Keseimbangan dengan alam merupakan prinsip hidup yang utama bagi suku asmat, suku yang tersohor akan keindahan seni ukir kayunya ini. Pun seni ukir juga menjadi bagian atau kebiasaan hidup yang penting bagi suku ini. Ukiran kayu umumnya digunakan oleh suku asmat untuk mengenang arwah para leluhur sekaligus menghormatinya.
Karakteristik ukiran khas dari suku asmat adalah pembuatannya yang dilakukan tanpa pola yang terikat sehingga tidak ada satu pun karya yang wujudnya sama persis. Tema nenek moyang atau mbis merupakan tema yang paling banyak dipakai oleh pemahat dari suku ini. Sering juga ditemui tema ukiran yang lain, misalnya perahu atau wuramon sebagai simbol perahu arwah yang mengantarkan arwah leluhur ke alam baka serta tema flora dan fauna seperti kasuari, cendrawasih, dan bunga-bungaan.
Percayakah anda, dalam membuat sebuah ukiran, orang asmat hanya menggunakan alat bantu berupa batu yang tajam. Oleh karena itu, batu adalah barang yang paling berharga di suku ini. Bahkan batu juga bisa menjadi sebuah mas kawin yang sangat diperhitungkan nilainya. Selain itu, batu biasa dipakai pula untuk membuat peralatan rumah tangga semisal pisau, kapak, palu, dan lain-lain.
Ukiran kayu suku asmat adalah kekayaan seni yang sungguh berharga bagi Indonesia. Kualitas ukirannya sangat otentik dan bernilai seni tinggi.
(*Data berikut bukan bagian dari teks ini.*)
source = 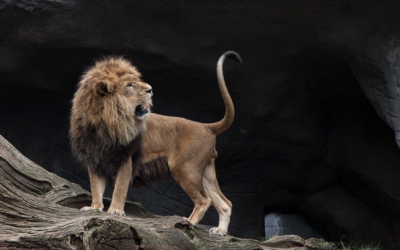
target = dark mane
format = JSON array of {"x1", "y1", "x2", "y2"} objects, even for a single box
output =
[
  {"x1": 70, "y1": 122, "x2": 143, "y2": 184},
  {"x1": 131, "y1": 157, "x2": 170, "y2": 188}
]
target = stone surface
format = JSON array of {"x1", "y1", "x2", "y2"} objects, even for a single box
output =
[
  {"x1": 264, "y1": 235, "x2": 305, "y2": 248},
  {"x1": 1, "y1": 0, "x2": 400, "y2": 248},
  {"x1": 0, "y1": 134, "x2": 335, "y2": 250},
  {"x1": 305, "y1": 238, "x2": 336, "y2": 250}
]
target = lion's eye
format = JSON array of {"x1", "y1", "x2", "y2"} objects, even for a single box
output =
[{"x1": 127, "y1": 83, "x2": 135, "y2": 88}]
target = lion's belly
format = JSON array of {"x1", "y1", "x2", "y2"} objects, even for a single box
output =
[{"x1": 141, "y1": 151, "x2": 167, "y2": 163}]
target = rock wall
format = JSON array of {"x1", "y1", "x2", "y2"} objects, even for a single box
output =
[{"x1": 1, "y1": 0, "x2": 400, "y2": 248}]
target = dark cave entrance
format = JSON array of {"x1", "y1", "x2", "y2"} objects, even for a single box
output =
[{"x1": 264, "y1": 208, "x2": 329, "y2": 241}]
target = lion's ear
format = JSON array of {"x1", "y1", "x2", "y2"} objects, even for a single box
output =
[
  {"x1": 97, "y1": 82, "x2": 108, "y2": 95},
  {"x1": 96, "y1": 81, "x2": 115, "y2": 96}
]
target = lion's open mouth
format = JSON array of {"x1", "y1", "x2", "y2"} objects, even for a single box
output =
[{"x1": 135, "y1": 105, "x2": 149, "y2": 117}]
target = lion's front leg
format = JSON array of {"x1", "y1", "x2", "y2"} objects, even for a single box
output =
[
  {"x1": 81, "y1": 167, "x2": 106, "y2": 212},
  {"x1": 107, "y1": 158, "x2": 132, "y2": 216}
]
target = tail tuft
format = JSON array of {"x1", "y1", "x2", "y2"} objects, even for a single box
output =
[{"x1": 223, "y1": 51, "x2": 242, "y2": 63}]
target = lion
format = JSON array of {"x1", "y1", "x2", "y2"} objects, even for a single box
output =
[{"x1": 70, "y1": 51, "x2": 241, "y2": 236}]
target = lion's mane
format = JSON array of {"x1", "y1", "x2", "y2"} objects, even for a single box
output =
[{"x1": 69, "y1": 57, "x2": 146, "y2": 181}]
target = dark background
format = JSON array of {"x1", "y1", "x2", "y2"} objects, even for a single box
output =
[{"x1": 1, "y1": 0, "x2": 400, "y2": 248}]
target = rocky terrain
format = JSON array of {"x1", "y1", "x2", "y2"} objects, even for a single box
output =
[{"x1": 0, "y1": 134, "x2": 336, "y2": 250}]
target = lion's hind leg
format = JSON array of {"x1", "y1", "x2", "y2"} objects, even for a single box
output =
[
  {"x1": 203, "y1": 160, "x2": 232, "y2": 236},
  {"x1": 170, "y1": 164, "x2": 212, "y2": 226},
  {"x1": 81, "y1": 167, "x2": 106, "y2": 212}
]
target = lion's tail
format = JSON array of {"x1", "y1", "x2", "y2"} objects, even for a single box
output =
[{"x1": 207, "y1": 51, "x2": 242, "y2": 136}]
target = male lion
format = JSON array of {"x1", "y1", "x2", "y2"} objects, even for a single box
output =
[{"x1": 70, "y1": 51, "x2": 241, "y2": 236}]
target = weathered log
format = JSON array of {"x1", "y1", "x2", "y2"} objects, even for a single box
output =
[{"x1": 0, "y1": 134, "x2": 336, "y2": 250}]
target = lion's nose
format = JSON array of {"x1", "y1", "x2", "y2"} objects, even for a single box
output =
[{"x1": 145, "y1": 89, "x2": 153, "y2": 96}]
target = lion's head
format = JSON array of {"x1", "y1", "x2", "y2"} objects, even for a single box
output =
[{"x1": 70, "y1": 57, "x2": 153, "y2": 146}]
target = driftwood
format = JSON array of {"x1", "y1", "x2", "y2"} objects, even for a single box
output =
[{"x1": 0, "y1": 135, "x2": 336, "y2": 250}]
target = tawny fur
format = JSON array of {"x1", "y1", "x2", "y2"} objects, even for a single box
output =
[{"x1": 71, "y1": 52, "x2": 241, "y2": 236}]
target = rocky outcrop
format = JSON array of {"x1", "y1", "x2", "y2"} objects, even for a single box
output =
[
  {"x1": 1, "y1": 0, "x2": 400, "y2": 248},
  {"x1": 0, "y1": 134, "x2": 337, "y2": 250}
]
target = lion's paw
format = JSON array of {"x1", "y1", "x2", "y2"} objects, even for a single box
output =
[
  {"x1": 107, "y1": 208, "x2": 126, "y2": 216},
  {"x1": 209, "y1": 227, "x2": 227, "y2": 236},
  {"x1": 80, "y1": 206, "x2": 103, "y2": 212}
]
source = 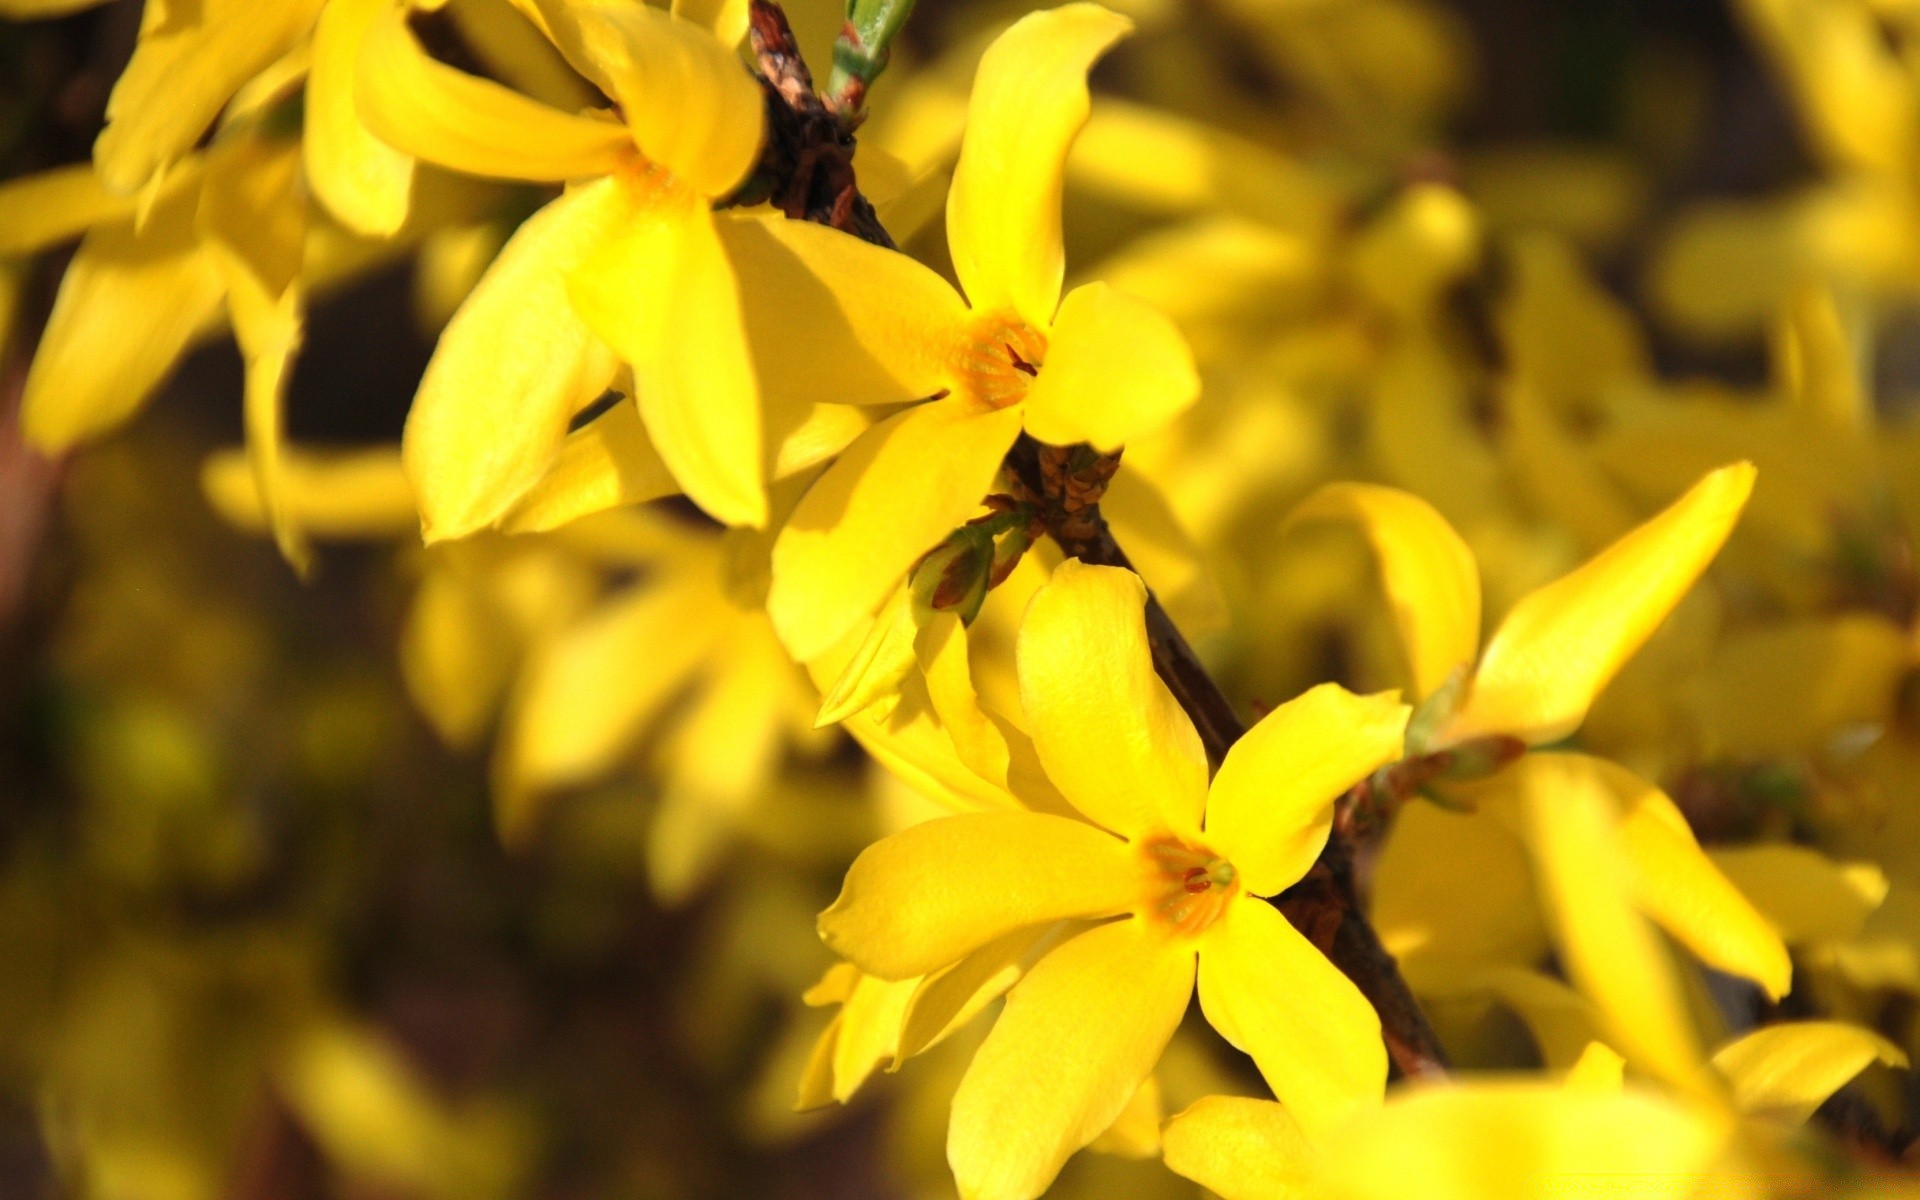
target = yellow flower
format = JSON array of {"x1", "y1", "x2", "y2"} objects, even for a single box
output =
[
  {"x1": 762, "y1": 3, "x2": 1201, "y2": 663},
  {"x1": 1160, "y1": 1020, "x2": 1907, "y2": 1200},
  {"x1": 1288, "y1": 461, "x2": 1756, "y2": 749},
  {"x1": 361, "y1": 0, "x2": 773, "y2": 536},
  {"x1": 817, "y1": 561, "x2": 1406, "y2": 1199}
]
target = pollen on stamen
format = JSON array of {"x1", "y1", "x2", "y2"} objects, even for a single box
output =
[
  {"x1": 953, "y1": 313, "x2": 1048, "y2": 410},
  {"x1": 1140, "y1": 836, "x2": 1239, "y2": 937}
]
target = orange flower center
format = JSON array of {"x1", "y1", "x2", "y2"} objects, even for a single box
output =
[
  {"x1": 953, "y1": 312, "x2": 1048, "y2": 410},
  {"x1": 613, "y1": 152, "x2": 682, "y2": 204},
  {"x1": 1141, "y1": 836, "x2": 1239, "y2": 937}
]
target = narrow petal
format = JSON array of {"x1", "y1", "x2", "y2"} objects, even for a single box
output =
[
  {"x1": 529, "y1": 0, "x2": 761, "y2": 197},
  {"x1": 1285, "y1": 483, "x2": 1481, "y2": 703},
  {"x1": 493, "y1": 577, "x2": 722, "y2": 841},
  {"x1": 1712, "y1": 1021, "x2": 1908, "y2": 1125},
  {"x1": 0, "y1": 164, "x2": 136, "y2": 256},
  {"x1": 948, "y1": 919, "x2": 1193, "y2": 1200},
  {"x1": 1610, "y1": 766, "x2": 1792, "y2": 999},
  {"x1": 719, "y1": 211, "x2": 968, "y2": 408},
  {"x1": 1316, "y1": 1084, "x2": 1735, "y2": 1200},
  {"x1": 1020, "y1": 281, "x2": 1199, "y2": 452},
  {"x1": 818, "y1": 811, "x2": 1135, "y2": 981},
  {"x1": 20, "y1": 188, "x2": 224, "y2": 451},
  {"x1": 201, "y1": 446, "x2": 417, "y2": 540},
  {"x1": 1498, "y1": 753, "x2": 1711, "y2": 1095},
  {"x1": 1445, "y1": 462, "x2": 1756, "y2": 745},
  {"x1": 567, "y1": 200, "x2": 765, "y2": 525},
  {"x1": 1709, "y1": 845, "x2": 1888, "y2": 944},
  {"x1": 895, "y1": 926, "x2": 1045, "y2": 1063},
  {"x1": 1206, "y1": 684, "x2": 1407, "y2": 897},
  {"x1": 357, "y1": 5, "x2": 632, "y2": 183},
  {"x1": 93, "y1": 0, "x2": 324, "y2": 193},
  {"x1": 1161, "y1": 1097, "x2": 1314, "y2": 1200},
  {"x1": 201, "y1": 137, "x2": 312, "y2": 572},
  {"x1": 947, "y1": 3, "x2": 1133, "y2": 325},
  {"x1": 829, "y1": 973, "x2": 919, "y2": 1103},
  {"x1": 402, "y1": 178, "x2": 629, "y2": 541},
  {"x1": 306, "y1": 0, "x2": 415, "y2": 235},
  {"x1": 1017, "y1": 559, "x2": 1210, "y2": 840},
  {"x1": 1197, "y1": 896, "x2": 1386, "y2": 1136},
  {"x1": 496, "y1": 397, "x2": 679, "y2": 534},
  {"x1": 768, "y1": 397, "x2": 1022, "y2": 663}
]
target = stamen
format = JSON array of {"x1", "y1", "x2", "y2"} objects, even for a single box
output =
[{"x1": 1139, "y1": 835, "x2": 1239, "y2": 937}]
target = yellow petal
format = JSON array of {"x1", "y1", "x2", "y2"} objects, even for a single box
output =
[
  {"x1": 493, "y1": 577, "x2": 722, "y2": 841},
  {"x1": 1197, "y1": 895, "x2": 1386, "y2": 1136},
  {"x1": 1445, "y1": 462, "x2": 1756, "y2": 745},
  {"x1": 1610, "y1": 766, "x2": 1792, "y2": 999},
  {"x1": 1566, "y1": 1040, "x2": 1627, "y2": 1092},
  {"x1": 568, "y1": 199, "x2": 764, "y2": 526},
  {"x1": 1712, "y1": 1021, "x2": 1908, "y2": 1125},
  {"x1": 0, "y1": 0, "x2": 114, "y2": 14},
  {"x1": 768, "y1": 397, "x2": 1023, "y2": 662},
  {"x1": 829, "y1": 972, "x2": 919, "y2": 1103},
  {"x1": 1020, "y1": 281, "x2": 1199, "y2": 452},
  {"x1": 1371, "y1": 802, "x2": 1547, "y2": 971},
  {"x1": 818, "y1": 811, "x2": 1135, "y2": 981},
  {"x1": 0, "y1": 164, "x2": 137, "y2": 256},
  {"x1": 20, "y1": 186, "x2": 225, "y2": 451},
  {"x1": 496, "y1": 397, "x2": 679, "y2": 534},
  {"x1": 306, "y1": 0, "x2": 415, "y2": 235},
  {"x1": 1709, "y1": 845, "x2": 1888, "y2": 944},
  {"x1": 948, "y1": 919, "x2": 1193, "y2": 1200},
  {"x1": 895, "y1": 927, "x2": 1042, "y2": 1064},
  {"x1": 1689, "y1": 615, "x2": 1911, "y2": 758},
  {"x1": 357, "y1": 5, "x2": 632, "y2": 182},
  {"x1": 201, "y1": 446, "x2": 417, "y2": 539},
  {"x1": 529, "y1": 0, "x2": 761, "y2": 197},
  {"x1": 201, "y1": 137, "x2": 311, "y2": 573},
  {"x1": 1161, "y1": 1096, "x2": 1313, "y2": 1200},
  {"x1": 719, "y1": 211, "x2": 969, "y2": 408},
  {"x1": 447, "y1": 0, "x2": 598, "y2": 113},
  {"x1": 1284, "y1": 482, "x2": 1481, "y2": 703},
  {"x1": 816, "y1": 582, "x2": 922, "y2": 727},
  {"x1": 399, "y1": 555, "x2": 520, "y2": 748},
  {"x1": 403, "y1": 178, "x2": 628, "y2": 541},
  {"x1": 947, "y1": 2, "x2": 1132, "y2": 326},
  {"x1": 93, "y1": 0, "x2": 325, "y2": 193},
  {"x1": 670, "y1": 0, "x2": 748, "y2": 45},
  {"x1": 1017, "y1": 559, "x2": 1209, "y2": 841},
  {"x1": 794, "y1": 1014, "x2": 842, "y2": 1111},
  {"x1": 1499, "y1": 753, "x2": 1710, "y2": 1095},
  {"x1": 1205, "y1": 684, "x2": 1406, "y2": 897},
  {"x1": 1316, "y1": 1083, "x2": 1735, "y2": 1200}
]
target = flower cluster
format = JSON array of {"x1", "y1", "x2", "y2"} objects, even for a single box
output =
[{"x1": 4, "y1": 0, "x2": 1920, "y2": 1197}]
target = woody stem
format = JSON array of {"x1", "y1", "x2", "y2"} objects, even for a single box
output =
[{"x1": 745, "y1": 0, "x2": 1448, "y2": 1082}]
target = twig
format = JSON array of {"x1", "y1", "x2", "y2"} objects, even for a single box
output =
[{"x1": 741, "y1": 0, "x2": 1449, "y2": 1083}]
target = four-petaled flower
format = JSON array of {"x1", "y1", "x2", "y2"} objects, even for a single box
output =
[
  {"x1": 818, "y1": 560, "x2": 1407, "y2": 1200},
  {"x1": 759, "y1": 3, "x2": 1202, "y2": 663}
]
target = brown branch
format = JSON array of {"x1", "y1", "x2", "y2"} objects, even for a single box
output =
[{"x1": 741, "y1": 0, "x2": 1448, "y2": 1084}]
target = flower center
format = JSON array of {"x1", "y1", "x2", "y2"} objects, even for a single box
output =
[
  {"x1": 953, "y1": 312, "x2": 1048, "y2": 411},
  {"x1": 1141, "y1": 836, "x2": 1239, "y2": 937},
  {"x1": 613, "y1": 152, "x2": 683, "y2": 204}
]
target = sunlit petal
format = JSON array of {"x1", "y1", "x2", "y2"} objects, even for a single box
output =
[
  {"x1": 818, "y1": 811, "x2": 1135, "y2": 980},
  {"x1": 1205, "y1": 684, "x2": 1407, "y2": 897},
  {"x1": 1017, "y1": 560, "x2": 1209, "y2": 841},
  {"x1": 1020, "y1": 281, "x2": 1199, "y2": 452},
  {"x1": 1198, "y1": 895, "x2": 1386, "y2": 1136},
  {"x1": 1445, "y1": 463, "x2": 1755, "y2": 745},
  {"x1": 948, "y1": 919, "x2": 1193, "y2": 1200},
  {"x1": 947, "y1": 2, "x2": 1132, "y2": 325},
  {"x1": 768, "y1": 397, "x2": 1022, "y2": 663},
  {"x1": 1285, "y1": 482, "x2": 1481, "y2": 702}
]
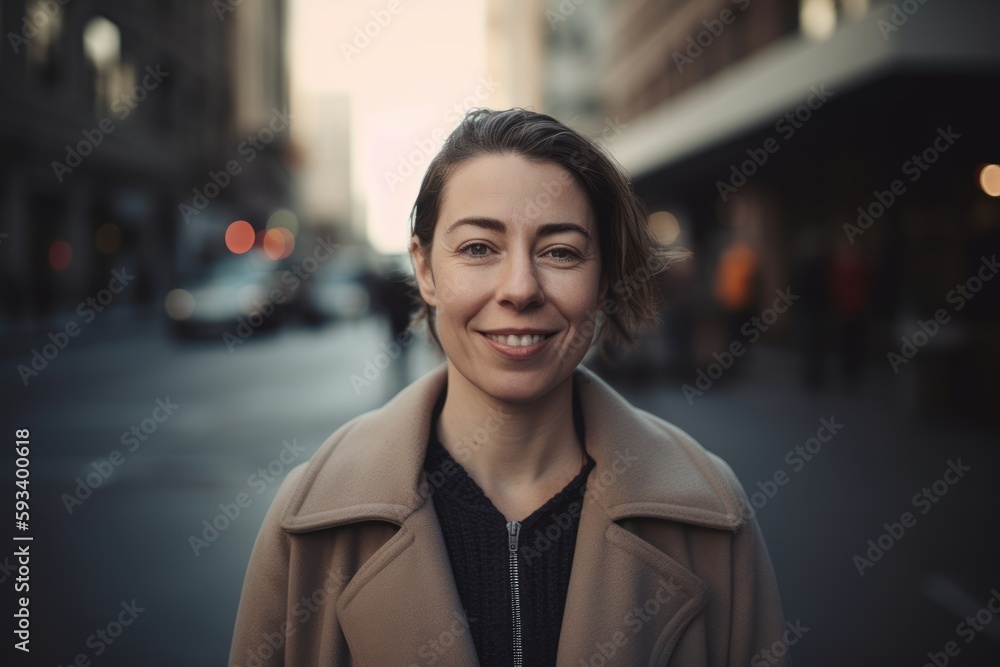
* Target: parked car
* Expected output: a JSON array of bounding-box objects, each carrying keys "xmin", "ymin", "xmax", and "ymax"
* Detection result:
[{"xmin": 166, "ymin": 251, "xmax": 294, "ymax": 339}]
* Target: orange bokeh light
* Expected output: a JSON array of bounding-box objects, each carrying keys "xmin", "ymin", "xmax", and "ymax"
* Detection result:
[
  {"xmin": 95, "ymin": 223, "xmax": 122, "ymax": 255},
  {"xmin": 263, "ymin": 227, "xmax": 295, "ymax": 260},
  {"xmin": 979, "ymin": 164, "xmax": 1000, "ymax": 197},
  {"xmin": 225, "ymin": 220, "xmax": 255, "ymax": 254},
  {"xmin": 48, "ymin": 240, "xmax": 73, "ymax": 271}
]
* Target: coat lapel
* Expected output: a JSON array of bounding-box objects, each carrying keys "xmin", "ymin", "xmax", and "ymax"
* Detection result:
[
  {"xmin": 553, "ymin": 365, "xmax": 739, "ymax": 665},
  {"xmin": 335, "ymin": 501, "xmax": 481, "ymax": 666},
  {"xmin": 554, "ymin": 501, "xmax": 708, "ymax": 666}
]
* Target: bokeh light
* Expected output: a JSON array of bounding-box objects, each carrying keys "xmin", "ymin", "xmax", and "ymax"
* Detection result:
[
  {"xmin": 263, "ymin": 227, "xmax": 296, "ymax": 260},
  {"xmin": 48, "ymin": 240, "xmax": 73, "ymax": 271},
  {"xmin": 225, "ymin": 220, "xmax": 255, "ymax": 254},
  {"xmin": 266, "ymin": 209, "xmax": 299, "ymax": 236},
  {"xmin": 648, "ymin": 211, "xmax": 681, "ymax": 245},
  {"xmin": 800, "ymin": 0, "xmax": 837, "ymax": 41},
  {"xmin": 164, "ymin": 289, "xmax": 196, "ymax": 320},
  {"xmin": 978, "ymin": 164, "xmax": 1000, "ymax": 197},
  {"xmin": 95, "ymin": 223, "xmax": 121, "ymax": 255}
]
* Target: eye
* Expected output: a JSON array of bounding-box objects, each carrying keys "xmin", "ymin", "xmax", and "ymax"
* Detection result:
[
  {"xmin": 460, "ymin": 242, "xmax": 493, "ymax": 259},
  {"xmin": 545, "ymin": 247, "xmax": 582, "ymax": 263}
]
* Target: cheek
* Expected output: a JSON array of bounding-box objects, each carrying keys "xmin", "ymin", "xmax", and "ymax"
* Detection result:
[
  {"xmin": 434, "ymin": 274, "xmax": 490, "ymax": 321},
  {"xmin": 428, "ymin": 257, "xmax": 472, "ymax": 310},
  {"xmin": 550, "ymin": 269, "xmax": 602, "ymax": 313}
]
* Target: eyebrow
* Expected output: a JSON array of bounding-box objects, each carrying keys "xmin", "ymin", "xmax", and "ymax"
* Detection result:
[{"xmin": 444, "ymin": 216, "xmax": 591, "ymax": 241}]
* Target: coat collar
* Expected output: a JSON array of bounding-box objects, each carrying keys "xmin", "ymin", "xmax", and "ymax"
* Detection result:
[{"xmin": 280, "ymin": 361, "xmax": 744, "ymax": 533}]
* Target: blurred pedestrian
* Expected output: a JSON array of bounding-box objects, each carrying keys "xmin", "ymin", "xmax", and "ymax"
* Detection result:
[
  {"xmin": 713, "ymin": 237, "xmax": 760, "ymax": 378},
  {"xmin": 791, "ymin": 226, "xmax": 831, "ymax": 389},
  {"xmin": 371, "ymin": 266, "xmax": 417, "ymax": 389},
  {"xmin": 828, "ymin": 237, "xmax": 872, "ymax": 388}
]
Tidak heran, ukiran-ukiran dari suku asmat ini mendunia sampai ke belahan bumi Amerika dan Eropa.
Untuk pewarnaannya, masyarakat suku asmat punya selera tersendiri dalam pemilihan warna seni ukir. Warna-warni yang biasanya digunakan adalah hitam, putih, dan merah yang dibuat dari tumbuh-tumbuhan. Hitam sebagai simbol kulit, putih sebagai simbol tulang, dan merah sebagai simbol daging. Adapun untuk bahan kayu, biasanya mereka memanfaatkan kayu jati dan kayu sagu yang banyak tumbuh di Papua.
Museum Suku Asmat
Menyusul mendunianya seni ukir kayu asmat, pemerintah beserta warga setempat berinisiatif mendirikan Museum Suku Asmat pada Agustus 1973. Museum ini merupakan rumah bagi ratusan koleksi-koleksi benda budaya milik suku asmat. Bagi anda yang berniat melancong ke Kabupaten Asmat, Provinsi Papua, museum ini wajib anda kunjungi karena akan menjadi jalan masuk yang kuat untuk menelusuri peradaban dari suku tertua di Pulau Papua.